A blue wall, Cherokee at Hollywood Boulevard, providing irony…
Welcome to the Hotel California
Topic: Light and Shadow
Welcome to the Hotel California
A hotel entrance, North Cahuenga Boulevard, one block south of Hollywood Boulevard, the center of everything - a shot full of visual ironies the Eagles were covering musically.
And around the corner in Hollywood Boulevard, welcome to Hollywood...
Starting Early
Topic: Oddities
On Friday, October 13, more than two weeks before Halloween and six weeks before Thanksgiving, the Christmas tree thing is up on the top of the Capitol Records Building on Vine, just up the street from Hollywood Boulevard. One gets used to this sort of thing - someone is no doubt producing a "Christmas in Hollywood" special and needed an aerial shot at twilight. Producing an hour of television takes time and if they plan to get everything out of post-production and in the can by early December at the latest… well, they'd be working now. I'll keep an eye out for elves taking a smoke break outside the Paramount lot, or down the street at the Sunset-Gower Studios.
Dark Hollywood
Topic: Color Studies
Your mood effects what you see. Friday the 13th in Hollywood opened with low clouds that broke up late morning in the damp light breeze off the Pacific, pushing in from the other end of Sunset Boulevard, ten miles west, where Sunset ends at Pacific Coast Highway at the south end of Malibu. Then the big billowy cumulus built up, sliding over toward the mountains between us and the Mojave Desert, where they sat, getting darker. Then the sky got darker here, with the low, hairy leading-edge black scudding things drifting in, and it started to smell like rain, somewhere. The first rain of the fall is on the way - seventy percent chance, or so they say. This may be the first rain in six months - but no one checks the records. Did it rain last spring sometime? No one remembers. Rain is not what happens in Southern California, except in the thirties film noir things, or on old radio episodes of Dragnet from the early fifties. But it's back.

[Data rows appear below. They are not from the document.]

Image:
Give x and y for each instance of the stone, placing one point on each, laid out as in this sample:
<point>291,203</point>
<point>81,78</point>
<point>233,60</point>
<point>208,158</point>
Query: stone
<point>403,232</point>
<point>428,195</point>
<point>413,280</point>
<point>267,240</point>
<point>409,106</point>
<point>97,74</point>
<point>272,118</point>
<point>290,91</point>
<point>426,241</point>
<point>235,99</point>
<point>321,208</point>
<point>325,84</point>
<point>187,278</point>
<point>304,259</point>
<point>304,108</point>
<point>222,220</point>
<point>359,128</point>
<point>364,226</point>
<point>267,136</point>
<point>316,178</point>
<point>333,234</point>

Friday the 13th on Hollywood Boulevard, passing through while running a few errands, the place was looking very noir, or very Friday the 13th - everything passing out of light and shadow.
At Hollywood and Vine, at Iguana Vintage Clothing, Humphrey Bogart, as Rick in Casablanca, was still looking down on the street - standing behind the glass and poison green neon, holding one of the cigarettes that killed him. He's been there for years, cynical, seeing nothing.
He's looking down on a very red wall these days, and at Bloodshot. And below him to the right is a black wall that seems to tell a story - but the story is obscure, the meanings hidden. Very noir.